Девяностые годы
Шрифт:
— Все равно, это слишком уж часто, — возразила Салли. — Я совсем не хотела ребенка так скоро.
— Ну, моя дорогая, мы всегда хотим одного, а на деле получается совсем другое, — глубокомысленно изрекла миссис Моллой.
Мари тоже рассказывала Салли о Фриско, о том, что он по-прежнему слывет добрым малым в кругу своих старых друзей и неотразимым сердцеедом в кругу приисковых дам.
— Но что касается меня, дорогая, — рассмеялась Мари, — то я не принадлежу к числу его поклонниц. Тем не менее он очень мил. Приносит иногда Жану бутылочку хорошего вина и любит посидеть с нами, поболтать по-французски. Но что за язык, бог мой! Смесь французского с калгурлийским!

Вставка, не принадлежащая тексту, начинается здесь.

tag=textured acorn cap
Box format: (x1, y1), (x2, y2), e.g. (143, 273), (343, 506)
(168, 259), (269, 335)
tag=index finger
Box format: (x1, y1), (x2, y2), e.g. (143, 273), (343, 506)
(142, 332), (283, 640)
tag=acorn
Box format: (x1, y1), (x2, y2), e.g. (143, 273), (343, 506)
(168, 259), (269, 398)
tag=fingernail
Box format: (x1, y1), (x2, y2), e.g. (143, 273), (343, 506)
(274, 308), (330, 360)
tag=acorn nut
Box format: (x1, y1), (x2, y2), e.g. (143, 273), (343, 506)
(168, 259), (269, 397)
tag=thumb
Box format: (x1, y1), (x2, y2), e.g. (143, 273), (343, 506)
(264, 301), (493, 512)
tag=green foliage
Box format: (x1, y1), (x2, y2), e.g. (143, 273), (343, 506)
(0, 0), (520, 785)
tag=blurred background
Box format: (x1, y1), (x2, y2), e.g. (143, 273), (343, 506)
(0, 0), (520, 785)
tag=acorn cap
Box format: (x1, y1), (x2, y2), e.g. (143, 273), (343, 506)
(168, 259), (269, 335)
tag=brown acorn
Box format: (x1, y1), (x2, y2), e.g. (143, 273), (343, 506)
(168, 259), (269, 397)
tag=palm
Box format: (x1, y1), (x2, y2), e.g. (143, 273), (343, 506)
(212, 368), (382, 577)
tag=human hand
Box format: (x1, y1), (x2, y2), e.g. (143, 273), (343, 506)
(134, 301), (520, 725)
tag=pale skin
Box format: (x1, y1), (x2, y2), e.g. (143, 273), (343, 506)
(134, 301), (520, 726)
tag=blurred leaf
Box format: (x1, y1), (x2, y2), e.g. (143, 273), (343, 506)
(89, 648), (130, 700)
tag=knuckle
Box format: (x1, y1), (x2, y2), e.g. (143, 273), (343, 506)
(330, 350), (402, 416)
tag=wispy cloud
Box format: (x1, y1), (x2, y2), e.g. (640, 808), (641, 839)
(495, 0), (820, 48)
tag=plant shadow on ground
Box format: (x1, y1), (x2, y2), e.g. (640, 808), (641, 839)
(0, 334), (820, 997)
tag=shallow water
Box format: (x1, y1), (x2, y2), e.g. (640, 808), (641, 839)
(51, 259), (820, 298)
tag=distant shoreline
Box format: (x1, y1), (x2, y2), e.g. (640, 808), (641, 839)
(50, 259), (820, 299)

Мари уже стала заправской портнихой.
Большинство мужчин, как установила Мари, предостерегали своих жен против мистера де Морфэ, утверждая, что он авантюрист и прохвост. Но жены в ответ на это заявляли, что зато он самый красивый мужчина в городе, а если и прохвост, то на редкость обаятельный. Мало у кого из дам хватало духу отсылать обратно виноград или персики — особенно если эти фрукты появлялись у них в самую жару — и отклонять бесчисленные мелкие услуги, которые Фриско умел оказывать с такой изысканной любезностью. В конце концов это весьма льстило женщинам, тем более что у их мужей не было ни времени, ни охоты окружать своих жен таким галантным вниманием. Золото, рудники и биржа — вот чем были заполнены все их дни и ночи. Предполагалось, что женщины должны жить интересами своих мужей и мириться с отсутствием удобств и однообразием приисковой жизни. Так оно, в сущности, и было, но все же некоторые из приисковых дам находили ухаживания мистера де Морфэ довольно приятным развлечением в их скучной супружеской жизни.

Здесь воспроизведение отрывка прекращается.